Venu présider la cérémonie de lancement du rapport international du Programme d’analyse des systèmes éducatifs de la Confemen (Pasec) de l’année 2019, le Chef de l’Etat, Macky Sall, a souligné la nécessité, pour le Sénégal, de changer de paradigme dans nos formations afin qu’il y ait un équilibre entre les scientifiques et non-scientifiques.

«A côté du numérique, il y a aussi un certain nombre de prérequis qui nécessitent que dans nos formations nous puissions changer de paradigme, notamment apprendre à compter, à maîtriser les chiffres dès le plus bas-âge. Il faut, dès le préscolaire, un environnement qui permette aux élèves qui seront étudiants pour avoir des pourcentages plus ou moins équivalents entre le nombre de bacheliers scientifiques et le nombre de bacheliers non-scientifiques», a noté le Président Sall, qui signale qu’au Sénégal, nous formons à «peu près 73% des bacheliers qui ne sont pas scientifiques».

Pour renverser cette tendance ou l’équilibrer, le président de la République estime qu’il faut «prendre le problème depuis la racine», c’est-à dire depuis l’école primaire. Il a ainsi profité de l’occasion pour poser le débat sur la question de la qualité des formateurs, «La formation des enseignants, des instituteurs, la formation des inspecteurs. Je disais au ministre de l’Education qu’il faut augmenter le nombre d’inspecteurs dans nos départements. Si le formateur n’a plus peur de l’inspection, il n’y a plus d’éducation. Donc, il faut former en nombre suffisant les inspecteurs au niveau départemental, au niveau des académies. Et si l’enseignement supérieur n’arrive pas à vous former, on vous donnera la possibilité de former vos inspecteurs», a-t-il insisté.

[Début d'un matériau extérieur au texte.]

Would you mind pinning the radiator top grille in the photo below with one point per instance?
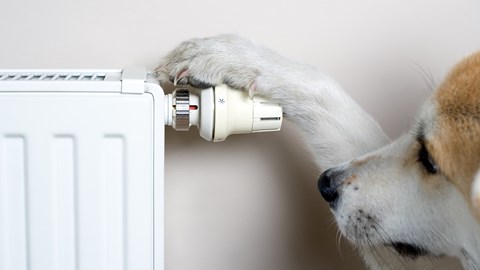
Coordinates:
(52, 76)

Pourquoi j’ai accepté d’être le parrain ?

Le Président Macky Sall a, par ailleurs, profité de l’occasion pour évoquer les raisons qui l’ont poussé à accepter d’être le parrain des 60 ans de la Conférence des ministres de l’Education des Etats et gouvernements de la francophonie (Confemen). «En acceptant de parrainer les 60 ans de la Confemen, j’ai voulu, premièrement, traduire l’attachement du Sénégal à l’éducation et à la formation, acteur clé du développement du capital humain et de la cohésion sociale ainsi qu’à nos valeurs communes au sein de la francophonie. Deuxièmement, célébrer la Confemen, première institution inter-gouvernementale des pays ayant le français en partage et lui renouveler tout le soutien du Sénégal qui fait partie des 15 pays fondateurs en 1960 et qui s’honore d’abriter son siège depuis sa mise en place en 1968. Troisièmement, il s’agit de renouveler notre hommage auprès du Président Léopold Sédar Senghor, artisan de la création de la Confemen, et à tous les pionniers de la francophonie ainsi qu’au Président Abdou Diouf, ancien Secrétaire général de la francophonie mais aussi, à mon prédécesseur le Président Abdoulaye Wade, qui ont tous joué des rôles en tout cas dans la collaboration avec la Confemen», a-t-il soutenu.

«Il urge que dans les évaluations, la question du numérique prenne toute sa place»

Le Président Sall ajoute que l’évolution du monde a montré «combien était pertinente» la création de la Confemen. «Plus que jamais, l’éducation et la formation sont, en effet, au cœur des dynamiques qui portent le progrès par le savoir et le savoir-faire. C’est pourquoi, sur la question des défis, aussi bien pour nos élèves que pour nos enseignants, il urge que dans les évaluations, la question du numérique prenne toute sa place. Le numérique gouverne le monde aujourd’hui », a-t-il reconnu.